Fluoroquinolones have equivalent oral and intravenous bioavailability, but hospitalized patients with community-acquired pneumonia (CAP) generally are treated intravenously. Our objectives were to compare outcomes of hospitalized CAP patients initially receiving intravenous vs oral respiratory fluoroquinolones. METHODS:
This was a retrospective cohort study utilizing data from 340 hospitals involving CAP patients admitted to a non-intensive care unit (ICU) setting from 2007 to 2010, who received intravenous or oral levofloxacin or moxifloxacin. The primary outcome was in-hospital mortality. Secondary outcomes included clinical deterioration (transfer to ICU, initiation of vasopressors, or invasive mechanical ventilation [IMV] initiated after the second hospital day), antibiotic escalation, length of stay (LOS), and cost. RESULTS:
Of 36 405 patients who met inclusion criteria, 34 200 (94%) initially received intravenous treatment and 2205 (6%) received oral treatment.
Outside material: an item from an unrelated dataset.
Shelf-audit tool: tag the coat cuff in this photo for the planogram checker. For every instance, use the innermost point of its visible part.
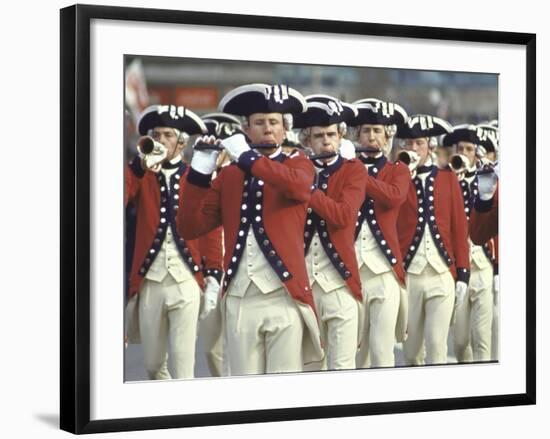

Patients who received oral fluoroquinolones had lower unadjusted mortality (1.4% vs 2.5%; P = .002), and shorter mean LOS (5.0 vs 5.3; P < .001). Multivariable models using stabilized inverse propensity treatment weighting revealed lower rates of antibiotic escalation for oral vs intravenous therapy (odds ratio [OR], 0.84; 95% confidence interval [CI], .74-.96) but no differences in hospital mortality (OR, 0.82; 95% CI, .58-1.15), LOS (difference in days 0.03; 95% CI, -.09-.15), cost (difference in $-7.7; 95% CI, -197.4-182.0), late ICU admission (OR, 1.04; 95% CI, .80-1.36), late IMV (OR, 1.17; 95% CI, .87-1.56), or late vasopressor use (OR, 0.94; 95% CI, .68-1.30). CONCLUSIONS:
Among hospitalized patients who received fluoroquinolones for CAP, there was no association between initial route of administration and outcomes. More patients may be treated orally without worsening outcomes.